#11205 - 12/07/2000 19:17 Re: Speech Processing? [Re: Dignan]

FANTASTIC idea tanstaafl! Although, I imagine they're pretty far in the process to do anything about it, and who says they have to take your suggestion anyway. (but think about...please?)

Rob said ages ago:Whether it will be possible to begin a command session by simply saying "empeg" or somesuch word isn't something we'll know for a while yet. It's more likely that it will be necessary to press a button on a steering wheel remote, in line with other in-car voice systems currently on the market.

Errr.. This is actually the way that it will most likely work; and the way that some users (including myself) are hoping it doens't work:)

#11206 - 13/07/2000 02:17 Re: Speech Processing? [Re: tanstaafl.]
This thread is quite ironic - one of the major stumbling points with the software at the moment is the fact you have to press an attention button! This is quite common in in-car speech recognition, but we're trying hard to move away from this requirement, in line with the customer feedback that we've received up until now.

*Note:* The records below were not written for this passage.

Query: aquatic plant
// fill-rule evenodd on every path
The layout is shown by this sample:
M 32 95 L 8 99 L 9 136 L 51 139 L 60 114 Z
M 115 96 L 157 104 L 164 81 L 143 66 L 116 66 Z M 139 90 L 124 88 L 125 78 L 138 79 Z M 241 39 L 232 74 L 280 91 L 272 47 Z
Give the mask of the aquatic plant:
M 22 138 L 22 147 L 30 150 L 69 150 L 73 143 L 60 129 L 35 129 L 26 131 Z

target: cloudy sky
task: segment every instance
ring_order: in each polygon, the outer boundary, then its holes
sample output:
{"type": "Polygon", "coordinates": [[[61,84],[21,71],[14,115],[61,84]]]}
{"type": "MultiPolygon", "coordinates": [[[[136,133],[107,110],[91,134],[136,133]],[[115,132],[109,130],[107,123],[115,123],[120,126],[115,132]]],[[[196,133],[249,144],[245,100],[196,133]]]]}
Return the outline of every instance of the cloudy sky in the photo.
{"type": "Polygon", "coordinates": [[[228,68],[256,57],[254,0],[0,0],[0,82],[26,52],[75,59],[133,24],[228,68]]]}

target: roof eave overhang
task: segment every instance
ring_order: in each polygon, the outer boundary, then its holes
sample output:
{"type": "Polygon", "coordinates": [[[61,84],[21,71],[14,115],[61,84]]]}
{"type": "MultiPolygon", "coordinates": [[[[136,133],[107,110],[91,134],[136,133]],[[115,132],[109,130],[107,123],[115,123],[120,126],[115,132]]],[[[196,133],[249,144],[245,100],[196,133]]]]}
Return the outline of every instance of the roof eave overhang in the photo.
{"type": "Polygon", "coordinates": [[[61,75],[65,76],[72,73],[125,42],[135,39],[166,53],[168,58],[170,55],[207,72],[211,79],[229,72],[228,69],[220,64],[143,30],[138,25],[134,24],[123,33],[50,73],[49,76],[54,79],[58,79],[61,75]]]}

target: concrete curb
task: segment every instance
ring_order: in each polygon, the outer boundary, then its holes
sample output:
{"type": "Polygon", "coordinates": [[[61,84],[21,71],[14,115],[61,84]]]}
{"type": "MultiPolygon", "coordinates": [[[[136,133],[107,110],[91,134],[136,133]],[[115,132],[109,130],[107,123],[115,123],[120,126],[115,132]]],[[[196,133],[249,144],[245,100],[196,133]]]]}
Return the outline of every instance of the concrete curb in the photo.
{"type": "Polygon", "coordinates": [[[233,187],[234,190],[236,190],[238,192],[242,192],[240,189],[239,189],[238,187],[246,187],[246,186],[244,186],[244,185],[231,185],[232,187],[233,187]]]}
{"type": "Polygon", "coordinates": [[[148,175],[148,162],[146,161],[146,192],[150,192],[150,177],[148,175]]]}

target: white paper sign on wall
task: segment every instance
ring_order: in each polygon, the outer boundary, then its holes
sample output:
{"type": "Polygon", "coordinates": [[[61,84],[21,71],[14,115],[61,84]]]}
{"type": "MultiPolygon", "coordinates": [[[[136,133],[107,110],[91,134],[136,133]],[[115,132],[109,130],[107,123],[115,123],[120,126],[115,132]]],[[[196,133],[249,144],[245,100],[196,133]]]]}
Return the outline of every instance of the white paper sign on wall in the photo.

#11207 - 13/07/2000 05:25 Re: Speech Processing? [Re: dionysus]
Rob said ages ago

Pardon me sir for my insubrdination, but:
Date of that thread: 11/12/99 12:11 PM
Date I registered: 9/3/00 05:47 AM

I had no idea SR was being discussed that early, and I'm not about to read all ~10,000 posts on this bulletin board. I was just going by what has been discussed since SR was first mentioned in the newsletters, which was much later. In that time period I had not once seen mention of the button idea.

So rob, what's the problem with the button?



#11208 - 13/07/2000 11:50 Re: Speech Processing? [Re: Dignan]

I mean, we've all talked about how the unit would have to recognize a keyword like empeg to get it started, but what about the end of the command? It might not be clear-cut as to when your instructions end.

This shouldn't be as big of a problem as you might think. Most VR nowadays does not listen to your whole sentence and parse it out like we humans do. It might have an "attention" word, 10-20 fixed "commands", and some of those commands may have qualifiers which would also be fixed. Basically, VR typically has a very small vocabulary, stored phonetically, from which to pick the "n-best" commands/words in order of confidence-level. It can tell from the pauses after each word that that word is complete, then it scans it's vocabulary of phonemes (is that the right word? - we call them utterances) and decides which word you most likely said. If it doesn't find one with a high-enough confidence level, it either skips that word or reprompts.
What I'm getting to is this:
User: Empeg!
Mk2: (beep)
User: ShuffleOn
Mk2: (turns Shuffle ON)(beep)
User: Play...
Mk2: (now waiting for a song/playlist qualifier)
User: ...Barenaked Ladies
Mk2: (plays my BNL master playlist shuffled) (beep)

There should be a time of a few seconds now before the Empeg stops listening for commands, to allow for multiple command requests. Either that, or insert another "User: Empeg!" before the play command.

Disclaimer: I have no idea how it's actually going to work on the Mk2, but the VR packages I've used work very similarly to this, because it reduces the amount of CPU cycles/RAM required for a workable interface.

#11209 - 13/07/2000 19:03 Re: Speech Processing? [Re: Dignan]
"I had no idea SR was being discussed that early, and I'm not about to read all ~10,000 posts on this bulletin board."

Thats what the search function is for.